Technically, MOLST is not an Advanced Directive because it specifies the medical treatment that is desired at the time the form is complete, not at some imaginary future time under some unknown medical circumstance. MOLST requires the presence of an “end stage, serious, life limiting illness” or an “advanced chronic progressive frailty condition,” is usually completed by people at significant risk of hospitalization with the risk of death in the very near future, and is very specific as to desired interventions, such as different kinds of ventilator support, ICU care, IV fluid and nutrition, and others. MOLST requires the signature of and counseling by a MOLST trained and certified physician, advanced practice registered nurse (APRN), or physician assistant, and the original lime-green form must be presented for it to be valid. More information about MOLST.

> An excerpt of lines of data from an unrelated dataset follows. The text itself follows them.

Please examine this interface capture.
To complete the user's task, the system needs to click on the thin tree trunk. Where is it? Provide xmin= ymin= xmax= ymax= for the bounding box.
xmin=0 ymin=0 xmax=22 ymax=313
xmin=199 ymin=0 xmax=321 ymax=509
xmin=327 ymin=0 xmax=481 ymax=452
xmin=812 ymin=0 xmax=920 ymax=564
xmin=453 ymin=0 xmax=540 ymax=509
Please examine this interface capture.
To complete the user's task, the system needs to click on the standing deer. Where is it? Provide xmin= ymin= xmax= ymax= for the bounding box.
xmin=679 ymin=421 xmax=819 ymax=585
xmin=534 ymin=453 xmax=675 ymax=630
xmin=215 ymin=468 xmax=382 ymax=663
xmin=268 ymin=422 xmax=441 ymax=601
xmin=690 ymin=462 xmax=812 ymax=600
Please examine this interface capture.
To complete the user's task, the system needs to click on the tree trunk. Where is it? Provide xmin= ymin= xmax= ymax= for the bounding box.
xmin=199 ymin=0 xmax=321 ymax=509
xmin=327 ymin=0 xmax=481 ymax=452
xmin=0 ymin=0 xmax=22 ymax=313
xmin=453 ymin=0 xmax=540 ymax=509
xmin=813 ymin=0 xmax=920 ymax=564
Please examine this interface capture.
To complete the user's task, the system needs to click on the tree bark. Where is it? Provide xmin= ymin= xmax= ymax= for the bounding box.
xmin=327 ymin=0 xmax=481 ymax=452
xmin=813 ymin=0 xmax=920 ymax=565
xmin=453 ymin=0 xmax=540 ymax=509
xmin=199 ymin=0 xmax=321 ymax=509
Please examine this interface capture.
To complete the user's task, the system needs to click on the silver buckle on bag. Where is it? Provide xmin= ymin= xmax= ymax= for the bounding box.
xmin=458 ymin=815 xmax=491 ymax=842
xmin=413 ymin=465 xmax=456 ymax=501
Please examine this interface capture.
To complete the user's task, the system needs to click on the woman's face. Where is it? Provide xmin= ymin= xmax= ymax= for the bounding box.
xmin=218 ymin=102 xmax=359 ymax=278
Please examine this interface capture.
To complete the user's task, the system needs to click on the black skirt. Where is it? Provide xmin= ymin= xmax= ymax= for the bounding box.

Again, a valid MOLST requires you be counseled by a trained and certified MD, DO, APRN, or PA, and have a signed, original lime green MOLST form. Counseling is imperative -- I have more than once seen incorrectly completed MOLST forms – requesting, for example, both comfort-measures only and life support – unnecessarily complicate care.
The bottom line? At the very minimum, if you are able to read and understand this blog, get to work on designating your legal healthcare representative right now.